C’est ici qu’il faut s’intéresser à la question de la religion de Michel de l’Hospital. Ses poésies latines certifient qu’il est un évangélique nourri d’Érasme et peut-être de Lefèvre d’Étaples. Dans la même sphère que Rabelais ou Claude d’Espence, il a la conviction augustinienne de la faiblesse de l’homme marqué par le péché, qui ne peut rien par ses propres forces ou par son savoir, mais qui, une fois perçue l’infinie miséricorde d’un Dieu donnant sa grâce universellement, peut coopérer, grâce à son libre-arbitre, à l’œuvre de salut. Gratuité du salut, foi « nourricière », christocentrisme arqué sur la prière et la lecture de la Bible, « feu sacré » de la grâce palpitant dans le cœur de l’homme et l’appelant à faire le don de soi au même que soi qu’est l’autre et donc à la chose publique, secondarisation des pratiques extériorisées… Une religion d’espérance dans l’infinie bonté d’un Dieu de rédemption et d’amour, une foi nourrie de charité, une croyance innervée d’une sagesse de la mediocritas…
Le déclenchement de la première guerre de Religion marque un échec temporaire de cette politique qui dissimule donc, sous le souci de la conservation de la res publica, un acte de foi; mais le chancelier revient au premier plan avec la paix d’Amboise (mars 1563).
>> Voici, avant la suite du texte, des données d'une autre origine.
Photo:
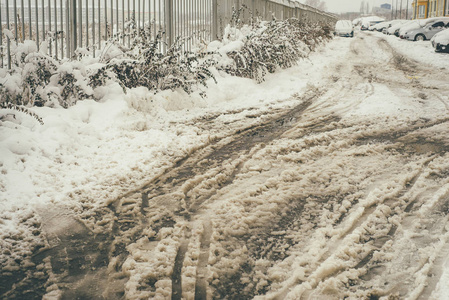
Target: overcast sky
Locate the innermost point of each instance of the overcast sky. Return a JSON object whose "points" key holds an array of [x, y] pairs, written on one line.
{"points": [[338, 6]]}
Il entame un grand travail de réforme de l’État, avec la proclamation de la majorité de Charles IX à Rouen le 17 août 1563, avec l’édit sur les juridictions consulaires de novembre 1563, avec le grand voyage royal, et surtout la grande ordonnance de Moulins de février 1566. Son travail le porte à vouloir limiter le rôle du Parlement à la seule sphère judiciaire. À ses yeux, le roi possède une autorité divine qui fait que ses lois ne doivent souffrir aucune correction ou discussion. Une autorité divine qui a la mission de lutter par la douceur et la persuasion contre des passions religieuses qui ne peuvent que conduire au chaos, parce que le malheur de la division religieuse est un châtiment envoyé par Dieu pour punir les chrétiens de leurs vices et offenses. Seul Dieu, tout puissant, est en mesure, dans le cours d’une paix qui, régie par l’autorité royale, verrait les Français s’amender et se réformer, de restaurer l’unité de foi du royaume, dans un temps à venir, mais imprévisible. Absolutisme et modération donc.
La politique, même quand elle semble dissocier le spirituel du temporel, est traversée par la croyance en un Dieu de pardon et d’amour. L’éclatement de la seconde guerre de Religion, puis surtout de la troisième, sanctionne cette immense espérance. Le 7 octobre 1568, il doit restituer les sceaux.
Retiré à partir de 1568 sur ses terres du Vignay, Michel de l’Hospital assiste de loin au massacre de la Saint-Barthélemy. Il meurt le 13 mars 1573. C’est seulement en 1585 que paraissent les Michaelis Hospitalii epistolae seu sermonum libri sex, un corpus de textes qui, peut-être, servit de fil directeur à la pensée des politiques qui contribuèrent par leurs écrits à la victoire d’Henri IV.